Weather

Not only excess rainfall, but frost & freeze concerns mount

A fairly impressive spring cold snap will affect much of the western and central U.S. during the next few days. Although chilly air is already in place from the Pacific Coast to the Mississippi Valley, even colder air will surge across the nation’s mid-section in the wake of a departing storm system. That storm, which will arrive on the southern Plains by Saturday and reach the Great Lakes region on Monday, could lead to heavy rain (locally 4 to 8 inches or more) and flooding from the southeastern Plains into the mid-Mississippi Valley; severe thunderstorms from the southern Plains and mid-South into the Ohio Valley; and snow in the central and southern Rockies and adjacent High Plains. Following the storm’s departure, on April 30 – May 1, freezes as far south as northern Texas could threaten heading winter wheat on the High Plains.

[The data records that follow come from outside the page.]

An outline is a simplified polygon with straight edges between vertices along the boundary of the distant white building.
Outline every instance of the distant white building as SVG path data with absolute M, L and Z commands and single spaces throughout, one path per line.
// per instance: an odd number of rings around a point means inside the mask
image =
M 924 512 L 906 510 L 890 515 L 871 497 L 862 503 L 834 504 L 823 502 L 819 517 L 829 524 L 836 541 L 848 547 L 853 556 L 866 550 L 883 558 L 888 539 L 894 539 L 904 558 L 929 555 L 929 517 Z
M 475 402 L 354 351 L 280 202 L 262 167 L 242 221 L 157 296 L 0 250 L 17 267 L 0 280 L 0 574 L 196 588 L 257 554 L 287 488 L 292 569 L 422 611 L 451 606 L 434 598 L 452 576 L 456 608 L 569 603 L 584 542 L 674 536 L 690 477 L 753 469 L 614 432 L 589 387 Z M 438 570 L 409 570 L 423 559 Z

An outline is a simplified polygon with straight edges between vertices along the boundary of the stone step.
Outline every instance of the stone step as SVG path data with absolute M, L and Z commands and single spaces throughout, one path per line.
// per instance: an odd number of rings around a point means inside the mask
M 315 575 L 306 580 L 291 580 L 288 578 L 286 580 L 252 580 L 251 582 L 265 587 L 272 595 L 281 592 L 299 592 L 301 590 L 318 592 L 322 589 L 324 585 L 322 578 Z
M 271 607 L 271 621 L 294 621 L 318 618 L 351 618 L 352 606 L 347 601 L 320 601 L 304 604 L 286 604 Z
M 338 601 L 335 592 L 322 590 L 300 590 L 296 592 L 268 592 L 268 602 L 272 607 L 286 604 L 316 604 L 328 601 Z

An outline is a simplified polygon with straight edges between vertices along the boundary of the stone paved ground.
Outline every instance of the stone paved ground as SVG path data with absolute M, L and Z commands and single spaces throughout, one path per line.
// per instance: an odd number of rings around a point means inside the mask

Looking ahead, the 6- to 10-day outlook calls for the likelihood of below-normal temperatures from the Plains to the western slopes of the Appalachians, while warmer-than-normal weather should prevail in California, the Great Basin, and the Desert Southwest. Meanwhile, near- to below-normal precipitation across most of the central and western U.S. will contrast with wetter-than-normal weather in the East and along a narrow strip from western Montana to western Colorado.